After donating to McCrory election effort, company receives no-bid contract costing taxpayers millions
An “emergency” contract originally slated for $3.2M grows to $8M with partners cashing in at $473/hours… all at taxpayer expense… and the meter is still running.
Once again, Gov. Pat McCrory faces serious questions of a conflict of interest after reports that his administration gave millions of taxpayer dollars in a runaway no-bid contract to a firm which made large donations supporting McCrory’s election effort.
A no-bid state consulting contract originally valued at $3.2 million for a Washington, D.C., consulting firm has grown to almost $8 million one year later, records show.
Campaign finance records show that the firm contributed $25,000 to the Republican Governor’s Association in April 2012 as Gov. Pat McCrory was running for office, and that the donation was used in the campaign to help elect him.

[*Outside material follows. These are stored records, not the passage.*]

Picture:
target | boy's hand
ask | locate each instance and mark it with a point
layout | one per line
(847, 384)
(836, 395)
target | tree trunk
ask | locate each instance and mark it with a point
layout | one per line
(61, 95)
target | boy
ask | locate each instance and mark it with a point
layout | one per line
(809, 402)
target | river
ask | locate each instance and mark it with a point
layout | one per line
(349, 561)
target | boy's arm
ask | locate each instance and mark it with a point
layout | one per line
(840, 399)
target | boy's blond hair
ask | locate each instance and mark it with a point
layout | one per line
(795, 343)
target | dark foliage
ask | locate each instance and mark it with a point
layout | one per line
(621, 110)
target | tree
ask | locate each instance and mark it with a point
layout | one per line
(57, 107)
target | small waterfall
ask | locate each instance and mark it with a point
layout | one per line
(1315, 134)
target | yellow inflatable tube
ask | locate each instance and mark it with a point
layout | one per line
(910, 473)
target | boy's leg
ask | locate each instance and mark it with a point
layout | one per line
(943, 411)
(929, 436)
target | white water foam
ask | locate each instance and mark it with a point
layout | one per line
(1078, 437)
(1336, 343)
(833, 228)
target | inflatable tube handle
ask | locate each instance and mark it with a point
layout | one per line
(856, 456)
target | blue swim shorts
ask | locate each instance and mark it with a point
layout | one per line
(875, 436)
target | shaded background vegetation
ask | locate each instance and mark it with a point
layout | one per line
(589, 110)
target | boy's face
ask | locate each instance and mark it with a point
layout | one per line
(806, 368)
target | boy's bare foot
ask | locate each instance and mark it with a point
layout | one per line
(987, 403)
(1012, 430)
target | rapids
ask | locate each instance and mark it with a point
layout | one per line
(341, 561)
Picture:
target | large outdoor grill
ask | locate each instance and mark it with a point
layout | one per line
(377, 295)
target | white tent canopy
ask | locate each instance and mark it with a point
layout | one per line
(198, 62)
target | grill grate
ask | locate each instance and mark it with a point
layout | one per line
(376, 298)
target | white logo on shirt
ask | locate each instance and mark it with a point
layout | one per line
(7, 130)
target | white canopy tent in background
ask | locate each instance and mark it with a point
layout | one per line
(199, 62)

The no-bid contract underscores a pattern of conflicts of interest raised by the governor’s business dealings before and since taking office. In January, the State Ethics Commission received a 50-page complaint which outlines the governor’s repeated omissions of large payments and financial holdings involving companies that are regulated by the state, as well as Gov. McCrory’s role in a company which lists state contractors as clients.
Progress NC Action executive director Gerrick Brenner issued the following statement regarding the runaway no-bid contract and the governor’s repeated conflicts of interest:
“A runaway no-bid contract that balloons from $3 million to $8 million is alarming enough,” said Brenner. “But when the contractor is also a political contributor, it raises serious questions of ‘pay-to-play.’ Taxpayers have questions, and the governor should immediately come clean with answers.”
Gov. McCrory’s Department of Health and Human Services is no stranger to controversial no-bid contracts. In 2013, DHHS Secretary Aldona Wos hired an executive with her husband’s logistics company as a “senior advisor.” Joe Hauck was paid $310,000 for eleven months of contract consulting at DHHS, and his track record of work there was never made entirely clear.